The submaine Thresher the day before the dive.

The submarine Thresher the day before the dive.

There will be 50 year memorial service for the 129 men that were lost on April 10, 1063 at which at 129 foot flag pole, one foot for each man, will be dedicated at the Portsmouth Navel Ship yard in Kittery, Maine.  (A note of geography:  Kittery is across the Piscataqua River from Portsmouth, NH)

I doubt if anyone will sing the Phil Ochs song, which was an anti-war protest song.

In Portsmouth town on the eastern shore
Where many a fine ship was born.
The Thresher was built
And the Thresher was launched
And the crew of the Thresher was sworn.

She was shaped like a tear
She was built like a shark
She was made to run fast and free.
And the builders shook their hands
And the builders shared their wine,
And thought that they had mastered the sea.
Yes, she’ll always run silent
And she’ll always run deep
Though the ocean has no pity

Though the waves will never weep
They’ll never weep.
And they marvelled at her speed
marvelled at her depth
marvelled at her deadly design.
And they sailed to every land
And they sailed to every port
Just to see what faults they could find.
Then they put her on the land
For nine months to stand
And they worked on her from stem to stern.
But they could never see
It was their coffin to be
For the sea was waiting for their return.

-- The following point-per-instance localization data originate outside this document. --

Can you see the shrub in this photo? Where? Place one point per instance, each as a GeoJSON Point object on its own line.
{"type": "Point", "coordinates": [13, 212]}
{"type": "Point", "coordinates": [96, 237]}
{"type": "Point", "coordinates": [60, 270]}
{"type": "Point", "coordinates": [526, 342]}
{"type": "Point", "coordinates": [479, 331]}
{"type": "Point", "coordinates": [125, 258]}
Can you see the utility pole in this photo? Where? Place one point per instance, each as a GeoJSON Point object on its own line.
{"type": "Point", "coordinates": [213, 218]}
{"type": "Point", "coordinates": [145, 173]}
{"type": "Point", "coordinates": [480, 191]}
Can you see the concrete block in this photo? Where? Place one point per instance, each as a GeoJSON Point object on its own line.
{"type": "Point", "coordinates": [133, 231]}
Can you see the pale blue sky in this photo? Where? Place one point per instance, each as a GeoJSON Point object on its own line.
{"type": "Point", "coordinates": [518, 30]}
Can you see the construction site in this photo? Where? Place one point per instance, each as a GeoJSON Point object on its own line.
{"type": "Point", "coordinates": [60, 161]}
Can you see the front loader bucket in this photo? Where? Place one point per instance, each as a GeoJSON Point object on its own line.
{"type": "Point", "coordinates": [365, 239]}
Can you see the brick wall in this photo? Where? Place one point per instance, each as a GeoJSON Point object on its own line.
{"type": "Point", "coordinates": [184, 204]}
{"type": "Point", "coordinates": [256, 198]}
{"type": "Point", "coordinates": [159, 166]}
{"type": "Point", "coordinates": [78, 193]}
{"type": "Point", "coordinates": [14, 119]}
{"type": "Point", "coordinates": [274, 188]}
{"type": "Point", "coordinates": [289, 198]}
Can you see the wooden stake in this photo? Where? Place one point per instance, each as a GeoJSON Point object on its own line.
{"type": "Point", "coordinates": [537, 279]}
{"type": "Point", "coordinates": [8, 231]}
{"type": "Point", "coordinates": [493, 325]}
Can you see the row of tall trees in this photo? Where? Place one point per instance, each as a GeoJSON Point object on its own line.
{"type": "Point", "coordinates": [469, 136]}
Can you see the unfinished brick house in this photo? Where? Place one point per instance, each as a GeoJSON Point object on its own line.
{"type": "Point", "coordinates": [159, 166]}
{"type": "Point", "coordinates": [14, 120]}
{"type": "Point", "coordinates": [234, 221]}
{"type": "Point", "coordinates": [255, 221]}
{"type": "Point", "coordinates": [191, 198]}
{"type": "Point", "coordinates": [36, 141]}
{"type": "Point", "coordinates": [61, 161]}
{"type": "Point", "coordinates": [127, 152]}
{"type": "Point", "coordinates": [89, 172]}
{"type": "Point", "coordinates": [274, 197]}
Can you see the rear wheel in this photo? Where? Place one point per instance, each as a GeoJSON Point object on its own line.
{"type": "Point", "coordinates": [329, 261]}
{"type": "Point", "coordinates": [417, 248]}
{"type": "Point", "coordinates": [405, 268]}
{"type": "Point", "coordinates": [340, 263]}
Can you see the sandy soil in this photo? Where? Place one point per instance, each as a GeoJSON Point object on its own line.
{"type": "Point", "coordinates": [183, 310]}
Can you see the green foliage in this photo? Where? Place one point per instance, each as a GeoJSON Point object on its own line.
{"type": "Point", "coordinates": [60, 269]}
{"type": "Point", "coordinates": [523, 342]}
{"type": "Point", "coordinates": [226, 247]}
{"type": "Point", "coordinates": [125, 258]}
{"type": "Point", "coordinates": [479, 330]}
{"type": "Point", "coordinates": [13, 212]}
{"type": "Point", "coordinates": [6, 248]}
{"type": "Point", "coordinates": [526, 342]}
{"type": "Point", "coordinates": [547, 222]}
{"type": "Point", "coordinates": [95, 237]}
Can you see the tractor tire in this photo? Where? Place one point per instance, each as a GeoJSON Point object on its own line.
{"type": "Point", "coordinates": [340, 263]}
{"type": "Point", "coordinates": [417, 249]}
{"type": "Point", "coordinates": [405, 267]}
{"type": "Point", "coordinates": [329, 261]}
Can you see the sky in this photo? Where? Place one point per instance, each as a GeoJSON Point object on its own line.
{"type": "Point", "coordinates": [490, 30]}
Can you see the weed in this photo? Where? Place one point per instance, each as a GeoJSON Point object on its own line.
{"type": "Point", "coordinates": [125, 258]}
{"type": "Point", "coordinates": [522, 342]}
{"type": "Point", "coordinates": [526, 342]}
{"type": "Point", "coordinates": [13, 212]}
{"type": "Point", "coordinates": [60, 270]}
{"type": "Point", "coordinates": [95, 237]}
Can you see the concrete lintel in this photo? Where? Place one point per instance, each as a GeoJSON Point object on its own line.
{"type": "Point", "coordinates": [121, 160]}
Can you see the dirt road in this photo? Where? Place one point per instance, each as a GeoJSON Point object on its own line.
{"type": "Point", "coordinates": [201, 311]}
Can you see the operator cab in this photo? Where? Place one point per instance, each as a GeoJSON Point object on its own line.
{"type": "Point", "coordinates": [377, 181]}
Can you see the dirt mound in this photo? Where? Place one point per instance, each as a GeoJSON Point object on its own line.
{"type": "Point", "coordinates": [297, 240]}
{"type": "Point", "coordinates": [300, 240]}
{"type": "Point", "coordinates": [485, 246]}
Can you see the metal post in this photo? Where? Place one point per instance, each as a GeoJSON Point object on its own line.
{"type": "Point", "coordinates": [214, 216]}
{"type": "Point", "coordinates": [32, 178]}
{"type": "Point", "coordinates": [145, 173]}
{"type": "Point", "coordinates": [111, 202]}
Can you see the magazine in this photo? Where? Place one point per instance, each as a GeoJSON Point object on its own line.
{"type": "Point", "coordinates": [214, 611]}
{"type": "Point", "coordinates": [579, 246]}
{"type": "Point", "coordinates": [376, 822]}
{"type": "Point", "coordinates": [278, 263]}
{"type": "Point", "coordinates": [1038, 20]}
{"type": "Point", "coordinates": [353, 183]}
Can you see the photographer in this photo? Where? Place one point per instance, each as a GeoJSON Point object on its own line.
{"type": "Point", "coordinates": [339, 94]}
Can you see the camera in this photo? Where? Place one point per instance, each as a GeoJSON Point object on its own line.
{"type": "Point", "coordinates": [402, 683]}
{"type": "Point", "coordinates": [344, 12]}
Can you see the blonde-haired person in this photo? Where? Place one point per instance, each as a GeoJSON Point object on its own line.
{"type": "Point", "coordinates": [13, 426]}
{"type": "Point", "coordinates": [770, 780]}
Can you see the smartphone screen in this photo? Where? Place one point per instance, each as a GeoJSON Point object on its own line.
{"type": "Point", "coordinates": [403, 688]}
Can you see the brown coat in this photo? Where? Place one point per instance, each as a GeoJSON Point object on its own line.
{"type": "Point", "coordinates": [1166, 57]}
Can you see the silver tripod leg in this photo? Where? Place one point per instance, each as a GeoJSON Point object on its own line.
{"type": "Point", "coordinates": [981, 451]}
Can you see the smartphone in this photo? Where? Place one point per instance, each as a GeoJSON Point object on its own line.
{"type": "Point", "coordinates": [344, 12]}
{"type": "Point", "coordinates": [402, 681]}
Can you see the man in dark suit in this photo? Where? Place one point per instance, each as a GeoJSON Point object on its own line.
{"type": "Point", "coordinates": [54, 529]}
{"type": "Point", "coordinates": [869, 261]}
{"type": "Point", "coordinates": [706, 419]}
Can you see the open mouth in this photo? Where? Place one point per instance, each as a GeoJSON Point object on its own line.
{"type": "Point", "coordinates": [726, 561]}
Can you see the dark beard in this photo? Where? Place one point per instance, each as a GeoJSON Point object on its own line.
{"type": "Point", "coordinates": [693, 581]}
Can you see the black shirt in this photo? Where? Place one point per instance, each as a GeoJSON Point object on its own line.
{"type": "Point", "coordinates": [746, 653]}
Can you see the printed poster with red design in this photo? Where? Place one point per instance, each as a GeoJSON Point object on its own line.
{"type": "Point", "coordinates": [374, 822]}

Yes, she’ll always run silent
And she’ll always run deep
Though the ocean has no pity
And the waves will never weep
They’ll never weep.

On a cold Wednesday morn
They put her her out to sea
When the waves they were nine feet high.
And they dove beneath the waves
And they dove to their graves
And they never said a last goodbye.
And its deeper and deeper
And deeper they dove
Just to see what their ship could stand.
But the hull gave a moan
And the hull gave a groan
And they plunged to the deepest darkest sand.

Now she lies in the depths
Of the darkened ocean floor
Covered by the waters cold and still.
Oh can’t you see the wrong
She was a death ship all along
Died before she had a chance to kill.

And she´ll never run silent,
And she´ll never run deep,
For the ocean had no pity
And the waves, they never weep,
They never weep.

[Alternate final verse from an early Broadside tape]

And it’s 8000 fathoms of the water above
And over 100 men below
And sealed in their tomb
Is the cause of their doom
That only the sea will ever know

The Thresher’s remains were actually found in 1985 by oceanographer, Robert Ballard.